The Atmore Police Department is investigating the death of a child that was left in a hot car Monday.
The two-year-old was left in the car all day Monday when temperatures reached nearly 80 degrees. Police said the man realized the child was in the back seat of his vehicle that afternoon when he went to pick up the toddler from daycare. Daycare workers told him the child was never dropped off that day. He then went outside and found the child. The toddler was taken to the hospital but did not survive.
Shawn Rounsavall, 51, of Atmore, is charged with reckless murder. Court documents state the child was left in the vehicle for approximately eight hours.
Rounsavall was booked into the Escambia County Jail.
Hot car deaths
The National Highway Traffic Safety Administration reports that over 900 children have died in hot car deaths since 1998. The cause of death is typically heat stroke because a baby’s thermal regulatory system is not fully developed. In fact, a child’s body overheats three to five times faster than an adult’s, and they have very little ability to sweat.
Heat exhaustion occurs first, causing intense thirst, weakness, discomfort, anxiety, dizziness, fainting and headache. When body temperature reaches more than 104 degrees, heatstroke can occur. The result is neurological symptoms such as delirium, convulsions, coma and possibly death.
When someone becomes hyperthermic, the cells in the body are starved of what they need to function, impacting the brain’s ability to communicate with the rest of the body.
Criminal charges in hot car deaths
On top of the initial trauma of losing a child left in a hot car, criminal charges are always possible when a child dies in a hot car. Leaving a child unattended in a vehicle for any amount of time is considered a misdemeanor crime, even if the child is not injured.

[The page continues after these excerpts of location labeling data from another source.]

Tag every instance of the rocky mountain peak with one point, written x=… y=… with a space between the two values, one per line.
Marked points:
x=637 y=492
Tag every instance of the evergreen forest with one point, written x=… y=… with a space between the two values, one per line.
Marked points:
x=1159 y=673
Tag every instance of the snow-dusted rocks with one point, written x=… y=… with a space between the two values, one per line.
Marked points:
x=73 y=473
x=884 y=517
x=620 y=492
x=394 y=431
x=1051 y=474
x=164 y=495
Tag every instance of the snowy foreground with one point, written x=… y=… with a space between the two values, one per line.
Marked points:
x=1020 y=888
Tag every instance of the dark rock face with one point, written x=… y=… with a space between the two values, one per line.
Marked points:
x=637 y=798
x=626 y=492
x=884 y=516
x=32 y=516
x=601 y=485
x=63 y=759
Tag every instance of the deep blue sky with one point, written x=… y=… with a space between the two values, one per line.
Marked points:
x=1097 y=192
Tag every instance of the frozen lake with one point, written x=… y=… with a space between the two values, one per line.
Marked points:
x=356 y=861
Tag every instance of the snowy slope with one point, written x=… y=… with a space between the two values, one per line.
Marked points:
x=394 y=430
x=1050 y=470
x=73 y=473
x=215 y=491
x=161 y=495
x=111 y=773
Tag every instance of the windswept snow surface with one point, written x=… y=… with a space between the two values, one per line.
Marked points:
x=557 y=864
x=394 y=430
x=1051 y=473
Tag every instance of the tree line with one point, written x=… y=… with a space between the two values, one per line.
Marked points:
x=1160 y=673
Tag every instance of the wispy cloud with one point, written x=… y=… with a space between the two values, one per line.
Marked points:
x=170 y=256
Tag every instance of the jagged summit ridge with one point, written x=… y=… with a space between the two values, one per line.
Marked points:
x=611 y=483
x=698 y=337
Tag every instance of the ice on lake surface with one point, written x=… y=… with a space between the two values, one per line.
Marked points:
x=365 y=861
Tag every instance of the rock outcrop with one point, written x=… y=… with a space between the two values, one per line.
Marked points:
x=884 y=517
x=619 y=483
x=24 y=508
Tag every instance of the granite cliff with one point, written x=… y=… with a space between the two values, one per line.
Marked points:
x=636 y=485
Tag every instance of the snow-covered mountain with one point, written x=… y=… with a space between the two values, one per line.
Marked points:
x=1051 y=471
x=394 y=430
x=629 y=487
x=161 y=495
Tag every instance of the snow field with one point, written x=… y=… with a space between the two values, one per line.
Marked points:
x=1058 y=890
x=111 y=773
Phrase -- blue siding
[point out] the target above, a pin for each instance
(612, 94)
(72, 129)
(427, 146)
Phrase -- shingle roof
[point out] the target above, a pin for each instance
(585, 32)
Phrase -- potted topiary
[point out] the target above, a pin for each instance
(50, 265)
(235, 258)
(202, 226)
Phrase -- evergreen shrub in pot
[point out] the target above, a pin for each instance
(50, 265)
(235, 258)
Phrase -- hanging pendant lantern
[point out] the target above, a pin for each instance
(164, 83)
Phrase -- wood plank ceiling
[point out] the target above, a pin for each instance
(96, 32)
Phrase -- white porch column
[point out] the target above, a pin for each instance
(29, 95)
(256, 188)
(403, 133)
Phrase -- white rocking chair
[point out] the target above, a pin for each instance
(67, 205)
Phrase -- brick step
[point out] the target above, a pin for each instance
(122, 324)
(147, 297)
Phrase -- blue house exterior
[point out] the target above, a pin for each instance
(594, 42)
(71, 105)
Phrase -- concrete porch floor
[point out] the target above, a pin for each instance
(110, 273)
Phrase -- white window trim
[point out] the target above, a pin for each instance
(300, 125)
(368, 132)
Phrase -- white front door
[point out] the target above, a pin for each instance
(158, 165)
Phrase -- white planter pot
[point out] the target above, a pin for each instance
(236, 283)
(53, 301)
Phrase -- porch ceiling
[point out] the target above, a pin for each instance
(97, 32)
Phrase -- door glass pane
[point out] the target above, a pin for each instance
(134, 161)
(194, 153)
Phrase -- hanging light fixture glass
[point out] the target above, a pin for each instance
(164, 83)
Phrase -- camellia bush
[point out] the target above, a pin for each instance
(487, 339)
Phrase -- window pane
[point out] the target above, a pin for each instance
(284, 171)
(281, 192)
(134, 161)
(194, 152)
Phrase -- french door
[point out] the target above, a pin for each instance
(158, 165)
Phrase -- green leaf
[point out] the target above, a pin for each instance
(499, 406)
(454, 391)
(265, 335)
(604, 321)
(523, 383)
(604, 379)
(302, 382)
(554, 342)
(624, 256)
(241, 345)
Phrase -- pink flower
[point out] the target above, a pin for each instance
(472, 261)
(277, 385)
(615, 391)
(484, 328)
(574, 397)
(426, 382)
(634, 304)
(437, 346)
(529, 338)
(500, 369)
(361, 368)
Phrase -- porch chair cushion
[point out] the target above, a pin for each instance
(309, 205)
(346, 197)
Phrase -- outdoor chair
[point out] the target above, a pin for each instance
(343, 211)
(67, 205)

Negligent homicide or other forms of these crimes are possible if a person leaves the youth in the car for an extended time, such as over an hour. More extreme charges are possible if the young person is in the car for over four hours in the heat or without any water or way of escape.
Below are tips from KidsandCars.org to help prevent a hot car death:
· Make it a habit of opening the back door every time you park to ensure no one is left behind.
· To enforce this habit, place an item you can’t start your day without in the back seat: employee badge, laptop, phone, handbag, etc.
· Ask your childcare provider to call you immediately if your child hasn’t arrived as scheduled.
· Clearly announce and confirm who gets each child out of the vehicle. Miscommunication can lead to everyone thinking someone else removed the child.
· Also, make sure there is no way your child can get into your parked car on their own.
· Never leave children alone in or around cars, not even for a minute.
· If a child goes missing, immediately check the inside passenger compartments and trunks of all vehicles in the area very carefully, even if they are locked. A child may lock the car doors after entering a vehicle on their own but may be unable to unlock them.
· If you see a child alone in a vehicle, get involved. Call 911 immediately. If the child seems hot or sick, get them out of the vehicle as quickly as possible.
· Be especially careful during busy times, schedule changes and periods of crisis or holidays. This is when many tragedies occur.
· Use drive‐thru services when available (restaurants, banks, pharmacies, dry cleaners, etc.) and pay for gas at the pump.